To help give children that chance, Prison Watch established a programme in 2012 that allows Approved School detainees to take their primary and basic education exams, with the possibility of their sentences being shortened if they pass. It has resulted in the early release of roughly two children a year since its inception.

“My parents come from a very poor background so without coming here I never would have gotten an education,” said Bobson Bangura, a former inmate who was released last year after scoring top marks in his exams. He and Joseph Gbla, another former inmate who scored just as high on his test, are now enrolled in secondary school, living together in a one-room apartment paid for by Karim Mansary, the facility’s longest-serving volunteer.

Mansary has been at the Approved School for six years and was eventually given his own room at the facility by Rogers’ predecessor so he wouldn’t have to worry about paying rent elsewhere. He does contract work for Prison Watch in the afternoons to pay for Joseph and Bobson’s rent and school fees.

“You want to do everything for these kids, because so often they have nobody else, but there is only so much you can do,” Mansary said. “You think of them like your children, which also hurts when you can’t help everybody.

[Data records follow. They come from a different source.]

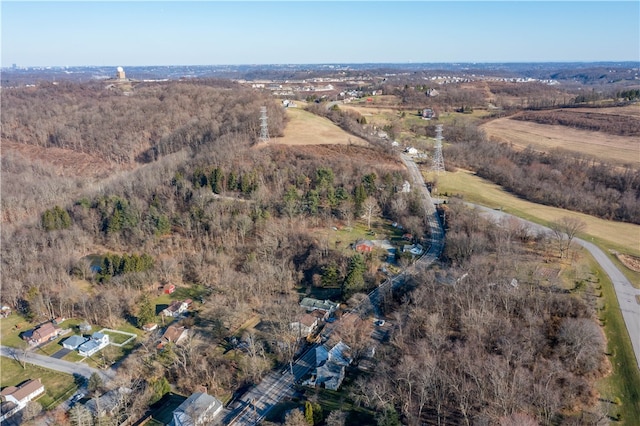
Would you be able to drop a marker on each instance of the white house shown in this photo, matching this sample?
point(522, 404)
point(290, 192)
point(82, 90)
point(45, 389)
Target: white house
point(198, 410)
point(73, 342)
point(305, 325)
point(93, 345)
point(330, 366)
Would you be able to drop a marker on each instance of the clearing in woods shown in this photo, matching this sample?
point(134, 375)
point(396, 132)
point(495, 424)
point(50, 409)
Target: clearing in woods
point(305, 128)
point(542, 137)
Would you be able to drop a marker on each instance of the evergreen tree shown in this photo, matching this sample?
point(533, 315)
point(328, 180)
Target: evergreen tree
point(359, 195)
point(308, 412)
point(217, 180)
point(354, 281)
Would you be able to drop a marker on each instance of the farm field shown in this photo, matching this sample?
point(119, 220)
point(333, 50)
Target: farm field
point(541, 137)
point(624, 237)
point(305, 128)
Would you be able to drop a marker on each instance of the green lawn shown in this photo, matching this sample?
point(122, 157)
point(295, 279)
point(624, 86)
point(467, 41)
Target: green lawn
point(10, 329)
point(58, 386)
point(624, 383)
point(118, 338)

I’m happy to help [Bobson and Joseph] but they’ll have to find their own way when they reach university level.”

While some, like Bobson and Joseph, leave juvenile detention with newfound opportunity, they are the exception to the rule. For every child to come out the other side with an education, there are dozens more who are robbed of theirs by years of neglect and isolation, often ending up back in the system after their release. Children such as Sorie have have given up hope and Feika says the country is at risk of raising a “lost generation”.

“If we continue to criminalise our children, making life-long criminals out of the next generation, we will end up with a failed state,” Feika said. “The threat of war or conflict will always loom as long as we are denying children a place in society. Don’t be surprised if they one day want to reject it, given how it has rejected them.”

*The names of current inmates have been changed to protect their identities.